Re: TV or his therapist turned my son gay.
It's been a long time since you've put this post here so I have no idea if you will actually even read my response. My thoughts are long over-due for you at this point and anything in your life that was going to happen, has already happened. That being said, the information I write will either help you or another parent that happens to stumble upon it. I will start by telling you a bit about myself.
I am a 26 year old gay man. I have known I was gay since I was 13 years old. At 13, I was physically attracted to other men and had no attraction at all to woman. From the age of 13 to about 24, I had thoughts of suicide and shame. I am not religious at all and nor is my family. My pain and shame came from the general expectations of society. I have seriously attempted suicide 3 times in my life but have never been successful because there has always been a part of me that DOES want to live. At the age of 24, I came out to my friends and was accepted unconditionally. At the age of 25, I came out to my mom and dad; they accepted me unconditionally. Okay, so that's a bit about me. I tell you this information because it's important that you understand that I know EXACTLY how your son feels. I am now going provide you some insight and information that will afford you the opportunity to save your son's life and the relationship you have with him.

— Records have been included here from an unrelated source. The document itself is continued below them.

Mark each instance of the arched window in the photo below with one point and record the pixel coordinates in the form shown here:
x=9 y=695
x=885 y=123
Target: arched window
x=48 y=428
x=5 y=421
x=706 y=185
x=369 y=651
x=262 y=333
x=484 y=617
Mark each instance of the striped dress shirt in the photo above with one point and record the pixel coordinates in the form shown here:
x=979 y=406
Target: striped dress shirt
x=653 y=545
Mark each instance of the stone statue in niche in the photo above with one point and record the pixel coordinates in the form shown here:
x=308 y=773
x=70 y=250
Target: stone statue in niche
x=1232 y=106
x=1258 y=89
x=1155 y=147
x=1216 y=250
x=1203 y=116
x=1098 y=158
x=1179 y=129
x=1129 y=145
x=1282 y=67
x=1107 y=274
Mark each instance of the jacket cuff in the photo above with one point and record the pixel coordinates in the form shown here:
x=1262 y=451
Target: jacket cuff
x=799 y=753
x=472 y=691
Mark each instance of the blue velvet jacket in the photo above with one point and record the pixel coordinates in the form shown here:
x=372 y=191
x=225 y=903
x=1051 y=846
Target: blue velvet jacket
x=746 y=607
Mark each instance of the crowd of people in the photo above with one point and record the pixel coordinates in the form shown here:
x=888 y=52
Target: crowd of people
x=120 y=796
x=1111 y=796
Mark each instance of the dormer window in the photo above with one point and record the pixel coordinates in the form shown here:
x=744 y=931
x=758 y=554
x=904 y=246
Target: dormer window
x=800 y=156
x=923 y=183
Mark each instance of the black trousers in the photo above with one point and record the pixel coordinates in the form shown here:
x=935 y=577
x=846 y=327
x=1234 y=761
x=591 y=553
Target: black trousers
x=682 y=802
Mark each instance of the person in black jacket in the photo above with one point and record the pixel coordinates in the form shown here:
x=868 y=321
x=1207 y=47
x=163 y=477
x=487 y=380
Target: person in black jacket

There is ONE VERY IMPORTANT fact that you must wrap your head around really quickly. YOUR SON DID NOT CHOOSE TO BE GAY. IT IS NOT A CHOICE. NO ONE WOULD CHOOSE THIS TYPE OF MISERY. Ask yourself this question: When YOU feel physically attracted to the opposite sex, are you making a CHOICE to feel this way? Or is your body attracted to the opposite sex AUTOMATICALLY? I don't know about you, but I don't CHOOSE the way I feel physically. I sleep with men because I am attracted to them. Media did not make me gay. People did not tell me to be gay. It just happened and I don't have the slightest idea why I'm gay. I do have a choice over my ACTIONS but not how I feel. I choose to sleep with men because male companionship makes me happy. To obstain or do otherwise would make me unhappy - VERY UNHAPPY. If you had to give up your husband right now and all men forever, would you be okay with that? I can't make it anymore clearer than this.
Okay, now for some really difficult information: Your son has thought of suicide many times. In fact, it wouldn't surprise me if he has already tried. Being depressed and having grades drop is a VERY SERIOUS sign. That's exactly what happened to me. If you want to have any chance of saving your son's life, you need to call his original therapist back and BEG HIM TO HELP YOUR SON again. Your son is feeling completely rejected right now and you've taken away the ONLY PERSON HE HAS IN HIS LIFE WHO ACTUALLY UNDERSTANDS. Do you really think that finding a therapist with your views is going to ACTUALLY help him? It'll make it worse. This is why I don't like religion and I have a lot of issues with God; your religious beliefs and moral compass are going to be the death of him. You need to get a grip on reality and have some perspective. Is your son killing people? Is he robbing banks? NOPE, he's gay. So here IS the very bottom line: Do you prefer a gay son or a dead son? I only wish you were like my mom. I couldn't believe the love I received from my mom(my dad too). She told me how proud she was of me and that she wanted me to find a beautiful boyfriend and bring him home. I THOUGHT SHE WAS NUTS!!! But no, not nuts. She loves me. TRUE and REAL love. Not the kind of half-hearted and conditional love you offered your son that day. I would have walked off a bridge if my mom gave me your response and attitude.
I hope you read my post numerous times and believe every word. Burn it into your mind until you finally get it.